GTmetrix uses two tools to give your site ratings which each depend on their own metrics. PageSpeed and YSlow are these two tools; one was developed by Google (PageSpeed) and the other by Yahoo! (YSlow). They occupy the first two tabs of your performance report and each includes a list of recommendations, giving you valuable insight into how to better your website.

GTmetrix Recommenadation Tabs

GTmetrix Recommendation Tabs for RTM Consulting

Both of these scores depend on how well your site adheres to their guidelines. These usually turn out favorable for your own loading-times. However, sometimes these recommendations are not as effective to follow. For example, in the case of RTM (seen above), YSlow asked us to use a Content Delivery Network. They do for every website YSlow scans. CDNs cache websites in a variety of servers around the world to reduce load-times. They are fairly effective and by all means a great recommendation.

In order to use a CDN, RTM needed some reconfiguring on behalf of their domain-name provider, but their liaison took noticeably long to reply. Adding onto that the configuration for the CDN, RTM and we agreed to not pursue the CDN configuration for the moment. Instead, we chose to focus on more concrete suggestions such as lossless image compression, minifying scripts, and caching resources.

Using the Waterfall

One can always be more thorough though. After all, the performance score recommendations will only get you so far. To make the most out of GTmetrix, turn to the Waterfall tab to see a measured view of your website’s resources. By ‘resources’ I mean all of the elements on your website. These are the website itself, your fonts, images, and all scripts being loaded. Through this tab, you will be able to pinpoint how much time each of these resources is taking to load, and what domain it is coming from, as well as their size.

Waterfall Chart

GTmetrix’s Waterfall Chart

Looking at RTM’s waterfall chart today, I realize today there is an image that is taking too much time to load. As I click on the image and see what it is I realize it has been posted as the featured image for one of their latest blog-posts. The image was not edited before adding it to the post. This is an issue that I will have to fix by both losslessly compressing and then scaling down the photo to a more appropriate width. In this way, scanning through your resources, one can quickly identify outstanding factors for a slow page.

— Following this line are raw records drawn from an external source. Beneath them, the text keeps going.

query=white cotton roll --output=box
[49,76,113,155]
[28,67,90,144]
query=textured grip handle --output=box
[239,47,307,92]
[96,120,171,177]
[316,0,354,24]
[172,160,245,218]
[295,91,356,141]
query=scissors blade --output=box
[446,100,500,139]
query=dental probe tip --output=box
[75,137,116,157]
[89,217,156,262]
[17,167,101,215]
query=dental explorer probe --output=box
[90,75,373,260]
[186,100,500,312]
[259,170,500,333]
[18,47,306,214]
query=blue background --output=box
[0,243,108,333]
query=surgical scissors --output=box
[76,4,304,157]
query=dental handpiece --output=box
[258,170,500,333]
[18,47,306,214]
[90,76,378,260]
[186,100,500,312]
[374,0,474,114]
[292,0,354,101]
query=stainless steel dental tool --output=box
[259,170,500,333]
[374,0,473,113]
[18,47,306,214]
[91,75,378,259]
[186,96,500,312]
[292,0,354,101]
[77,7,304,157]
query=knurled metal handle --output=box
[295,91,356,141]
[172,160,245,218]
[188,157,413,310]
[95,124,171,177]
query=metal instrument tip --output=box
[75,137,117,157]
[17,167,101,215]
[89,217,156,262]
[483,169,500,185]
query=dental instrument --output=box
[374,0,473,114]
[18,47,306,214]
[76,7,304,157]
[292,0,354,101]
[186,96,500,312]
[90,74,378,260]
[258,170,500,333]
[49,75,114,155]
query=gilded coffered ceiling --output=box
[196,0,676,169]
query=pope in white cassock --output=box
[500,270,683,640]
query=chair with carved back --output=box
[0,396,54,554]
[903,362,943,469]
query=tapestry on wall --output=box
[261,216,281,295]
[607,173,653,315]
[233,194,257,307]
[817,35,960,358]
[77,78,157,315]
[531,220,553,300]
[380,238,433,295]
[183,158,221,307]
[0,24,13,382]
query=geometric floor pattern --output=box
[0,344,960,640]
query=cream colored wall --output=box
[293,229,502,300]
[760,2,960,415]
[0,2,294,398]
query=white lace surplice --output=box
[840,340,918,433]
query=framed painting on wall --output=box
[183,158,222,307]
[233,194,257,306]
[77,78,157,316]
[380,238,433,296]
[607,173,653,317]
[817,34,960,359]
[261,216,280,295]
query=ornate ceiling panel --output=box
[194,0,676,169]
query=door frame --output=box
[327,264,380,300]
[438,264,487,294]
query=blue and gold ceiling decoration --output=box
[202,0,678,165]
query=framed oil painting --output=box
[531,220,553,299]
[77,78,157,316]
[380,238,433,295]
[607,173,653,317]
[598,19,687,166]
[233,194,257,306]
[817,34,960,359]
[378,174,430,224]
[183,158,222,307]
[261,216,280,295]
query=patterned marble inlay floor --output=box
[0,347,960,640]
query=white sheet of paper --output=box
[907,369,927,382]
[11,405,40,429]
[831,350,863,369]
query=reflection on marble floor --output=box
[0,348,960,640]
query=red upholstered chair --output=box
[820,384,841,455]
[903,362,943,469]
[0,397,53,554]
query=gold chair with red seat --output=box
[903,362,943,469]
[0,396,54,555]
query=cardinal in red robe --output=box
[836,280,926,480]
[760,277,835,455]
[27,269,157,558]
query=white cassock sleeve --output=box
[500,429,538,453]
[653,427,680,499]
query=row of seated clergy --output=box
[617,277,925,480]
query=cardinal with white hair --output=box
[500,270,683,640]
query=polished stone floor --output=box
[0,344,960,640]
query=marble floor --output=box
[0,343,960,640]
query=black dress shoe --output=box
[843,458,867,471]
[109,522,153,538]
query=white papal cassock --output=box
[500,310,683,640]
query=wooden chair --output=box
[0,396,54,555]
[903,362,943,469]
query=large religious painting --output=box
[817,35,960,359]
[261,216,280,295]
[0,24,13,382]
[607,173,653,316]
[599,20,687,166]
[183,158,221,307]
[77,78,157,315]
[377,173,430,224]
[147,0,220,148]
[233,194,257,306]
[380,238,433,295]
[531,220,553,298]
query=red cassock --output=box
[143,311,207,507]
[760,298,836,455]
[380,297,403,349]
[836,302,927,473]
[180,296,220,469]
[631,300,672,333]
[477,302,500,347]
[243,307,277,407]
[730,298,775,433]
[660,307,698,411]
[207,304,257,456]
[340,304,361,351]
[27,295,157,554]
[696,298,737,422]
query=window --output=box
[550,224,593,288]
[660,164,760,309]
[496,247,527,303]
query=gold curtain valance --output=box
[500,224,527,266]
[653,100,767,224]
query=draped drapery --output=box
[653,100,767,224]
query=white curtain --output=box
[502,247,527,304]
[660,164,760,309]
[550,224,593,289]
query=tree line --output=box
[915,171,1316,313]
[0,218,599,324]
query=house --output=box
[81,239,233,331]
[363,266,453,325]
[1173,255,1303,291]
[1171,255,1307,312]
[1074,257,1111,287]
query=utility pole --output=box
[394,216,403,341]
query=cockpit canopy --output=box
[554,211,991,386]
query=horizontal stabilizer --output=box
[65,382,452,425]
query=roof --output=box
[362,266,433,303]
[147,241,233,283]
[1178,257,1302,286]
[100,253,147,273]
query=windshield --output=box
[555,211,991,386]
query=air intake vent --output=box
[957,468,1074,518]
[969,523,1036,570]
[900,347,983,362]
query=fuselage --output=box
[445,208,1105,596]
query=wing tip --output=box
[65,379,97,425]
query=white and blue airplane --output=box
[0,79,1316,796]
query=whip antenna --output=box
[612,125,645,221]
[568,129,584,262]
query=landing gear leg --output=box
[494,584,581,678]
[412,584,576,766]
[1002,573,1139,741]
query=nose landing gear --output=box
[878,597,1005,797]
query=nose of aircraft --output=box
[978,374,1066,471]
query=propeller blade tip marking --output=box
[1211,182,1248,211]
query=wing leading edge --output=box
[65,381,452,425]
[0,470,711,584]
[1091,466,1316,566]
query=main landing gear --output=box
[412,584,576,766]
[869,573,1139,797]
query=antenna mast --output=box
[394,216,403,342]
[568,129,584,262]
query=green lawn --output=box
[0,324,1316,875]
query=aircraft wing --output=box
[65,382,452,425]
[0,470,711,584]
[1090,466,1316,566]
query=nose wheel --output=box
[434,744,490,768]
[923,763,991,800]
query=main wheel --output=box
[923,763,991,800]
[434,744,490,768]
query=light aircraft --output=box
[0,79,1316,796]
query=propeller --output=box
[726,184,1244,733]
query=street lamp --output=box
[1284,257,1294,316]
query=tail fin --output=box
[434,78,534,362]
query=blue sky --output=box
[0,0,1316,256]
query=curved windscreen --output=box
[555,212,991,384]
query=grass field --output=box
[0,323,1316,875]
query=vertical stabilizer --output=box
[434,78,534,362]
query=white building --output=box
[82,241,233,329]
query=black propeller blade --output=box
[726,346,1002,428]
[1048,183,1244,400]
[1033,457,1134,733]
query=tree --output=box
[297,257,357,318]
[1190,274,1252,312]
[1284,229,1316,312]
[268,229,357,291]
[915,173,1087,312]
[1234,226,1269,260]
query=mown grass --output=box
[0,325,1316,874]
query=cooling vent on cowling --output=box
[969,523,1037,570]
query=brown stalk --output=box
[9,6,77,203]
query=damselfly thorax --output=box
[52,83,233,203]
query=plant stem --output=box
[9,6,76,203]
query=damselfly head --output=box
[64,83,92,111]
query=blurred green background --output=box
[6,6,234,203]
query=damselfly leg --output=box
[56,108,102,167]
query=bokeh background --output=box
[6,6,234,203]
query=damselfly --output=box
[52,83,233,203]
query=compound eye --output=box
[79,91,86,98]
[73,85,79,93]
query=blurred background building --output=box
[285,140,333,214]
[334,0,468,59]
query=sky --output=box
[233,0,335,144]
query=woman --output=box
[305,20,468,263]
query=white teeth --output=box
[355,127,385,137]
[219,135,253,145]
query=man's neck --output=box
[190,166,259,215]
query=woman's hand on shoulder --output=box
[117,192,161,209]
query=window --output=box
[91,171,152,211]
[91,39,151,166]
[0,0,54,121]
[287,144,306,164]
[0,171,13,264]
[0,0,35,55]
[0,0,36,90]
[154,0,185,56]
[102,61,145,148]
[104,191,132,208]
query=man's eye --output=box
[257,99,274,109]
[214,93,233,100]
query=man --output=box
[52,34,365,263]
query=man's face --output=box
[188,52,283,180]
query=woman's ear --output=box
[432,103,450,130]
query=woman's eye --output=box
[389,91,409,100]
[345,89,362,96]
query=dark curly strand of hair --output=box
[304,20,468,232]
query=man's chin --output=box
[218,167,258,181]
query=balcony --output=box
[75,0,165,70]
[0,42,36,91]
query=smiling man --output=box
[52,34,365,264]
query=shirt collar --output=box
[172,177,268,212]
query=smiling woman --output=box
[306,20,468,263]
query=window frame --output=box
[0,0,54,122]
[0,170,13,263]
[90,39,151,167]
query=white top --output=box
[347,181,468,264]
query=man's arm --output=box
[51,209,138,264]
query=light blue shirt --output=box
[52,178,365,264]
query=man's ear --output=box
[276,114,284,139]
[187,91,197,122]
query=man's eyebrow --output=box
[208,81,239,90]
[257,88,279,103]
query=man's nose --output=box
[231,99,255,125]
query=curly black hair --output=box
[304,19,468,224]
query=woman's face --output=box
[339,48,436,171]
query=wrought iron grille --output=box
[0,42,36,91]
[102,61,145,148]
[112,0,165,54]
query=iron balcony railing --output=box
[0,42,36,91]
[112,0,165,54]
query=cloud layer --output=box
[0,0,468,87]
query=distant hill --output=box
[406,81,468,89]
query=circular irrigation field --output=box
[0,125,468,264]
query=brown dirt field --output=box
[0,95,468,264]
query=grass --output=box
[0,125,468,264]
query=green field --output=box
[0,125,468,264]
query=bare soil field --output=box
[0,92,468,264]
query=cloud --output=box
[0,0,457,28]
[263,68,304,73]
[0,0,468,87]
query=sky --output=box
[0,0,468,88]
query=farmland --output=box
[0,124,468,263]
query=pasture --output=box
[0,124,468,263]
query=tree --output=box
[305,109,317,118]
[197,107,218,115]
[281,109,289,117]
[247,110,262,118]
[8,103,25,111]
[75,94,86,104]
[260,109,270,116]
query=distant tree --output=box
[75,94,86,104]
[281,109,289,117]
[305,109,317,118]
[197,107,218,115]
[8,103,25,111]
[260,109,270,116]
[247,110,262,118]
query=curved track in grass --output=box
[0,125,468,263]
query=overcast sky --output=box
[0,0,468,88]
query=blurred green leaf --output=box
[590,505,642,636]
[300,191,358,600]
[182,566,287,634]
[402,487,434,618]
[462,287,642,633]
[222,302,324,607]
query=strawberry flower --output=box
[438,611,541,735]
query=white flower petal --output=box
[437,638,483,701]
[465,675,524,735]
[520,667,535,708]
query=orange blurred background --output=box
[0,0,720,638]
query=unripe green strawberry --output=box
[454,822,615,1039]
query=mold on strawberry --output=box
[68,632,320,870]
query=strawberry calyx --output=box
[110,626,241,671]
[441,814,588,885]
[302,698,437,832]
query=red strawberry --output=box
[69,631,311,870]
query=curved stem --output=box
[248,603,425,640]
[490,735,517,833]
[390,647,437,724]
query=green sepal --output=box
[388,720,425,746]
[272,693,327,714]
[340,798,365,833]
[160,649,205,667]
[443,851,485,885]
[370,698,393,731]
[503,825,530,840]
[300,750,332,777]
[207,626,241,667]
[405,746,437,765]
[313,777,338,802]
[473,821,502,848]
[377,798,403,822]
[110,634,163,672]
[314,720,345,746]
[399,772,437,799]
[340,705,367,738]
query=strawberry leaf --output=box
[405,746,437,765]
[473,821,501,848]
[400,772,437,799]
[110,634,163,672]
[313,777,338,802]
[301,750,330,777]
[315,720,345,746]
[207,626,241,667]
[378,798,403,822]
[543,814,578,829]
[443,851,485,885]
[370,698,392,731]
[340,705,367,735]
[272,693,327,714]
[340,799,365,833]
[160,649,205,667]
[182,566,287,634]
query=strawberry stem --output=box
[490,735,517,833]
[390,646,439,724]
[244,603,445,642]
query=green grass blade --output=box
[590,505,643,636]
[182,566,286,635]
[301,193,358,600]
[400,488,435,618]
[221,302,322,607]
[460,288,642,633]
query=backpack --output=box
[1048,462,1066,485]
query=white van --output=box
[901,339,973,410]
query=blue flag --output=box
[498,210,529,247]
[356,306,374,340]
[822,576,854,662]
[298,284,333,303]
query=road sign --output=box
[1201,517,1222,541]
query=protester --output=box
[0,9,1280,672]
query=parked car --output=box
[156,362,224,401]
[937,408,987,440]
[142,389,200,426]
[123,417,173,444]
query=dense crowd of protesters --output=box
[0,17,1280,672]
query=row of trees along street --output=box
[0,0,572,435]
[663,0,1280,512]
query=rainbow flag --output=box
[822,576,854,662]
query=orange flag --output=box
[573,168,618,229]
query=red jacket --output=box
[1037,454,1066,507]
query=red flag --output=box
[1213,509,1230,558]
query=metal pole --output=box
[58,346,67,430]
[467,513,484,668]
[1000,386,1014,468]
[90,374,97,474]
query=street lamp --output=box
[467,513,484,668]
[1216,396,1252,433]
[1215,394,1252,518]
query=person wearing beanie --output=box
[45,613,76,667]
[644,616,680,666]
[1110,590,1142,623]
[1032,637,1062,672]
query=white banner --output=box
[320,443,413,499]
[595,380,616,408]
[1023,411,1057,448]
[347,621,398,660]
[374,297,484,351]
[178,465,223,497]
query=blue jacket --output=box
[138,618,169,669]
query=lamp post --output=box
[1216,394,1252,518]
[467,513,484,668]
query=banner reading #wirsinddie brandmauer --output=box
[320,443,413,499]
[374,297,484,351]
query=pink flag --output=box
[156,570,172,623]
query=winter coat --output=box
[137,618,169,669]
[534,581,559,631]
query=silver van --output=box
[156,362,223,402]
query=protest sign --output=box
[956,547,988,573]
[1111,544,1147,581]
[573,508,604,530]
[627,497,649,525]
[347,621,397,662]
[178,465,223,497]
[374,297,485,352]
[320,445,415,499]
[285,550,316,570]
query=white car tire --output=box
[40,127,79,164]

For more information on how to read the Waterfall graph, click here.

Results

After all our efforts, we cut the loading speed of a 5-second website to 2.5 seconds. RTM was very happy that we made their website load twice as fast. There is a ‘History’ tab where you can see how your site’s metrics evolve over time. This is a great resource for anyone doing web optimization as it updates every time a site is analyzed, so you will be able to easily track your progress.

 

SignalBoost.xyz increased RTM Website Loading Speed

RTM GTmetrix Performance Report

RTM Speed History

RTM Page Timings History

 

Remember about the loading-speed tracking we mentioned earlier? These represent valuable data-points that you should be contrasting against any other metrics you use to measure your website’s success. The faster your websites are, the better the customer experience and user engagement is going to be.

There are always bottlenecks and other issues that these analytics tools will miss. For example, in the case of WordPress websites, if not enough memory is being allocated to PHP the site will run much slower. Hiring an expert will almost certainly yield faster results, but at least with this article, you can start cutting down website loading times!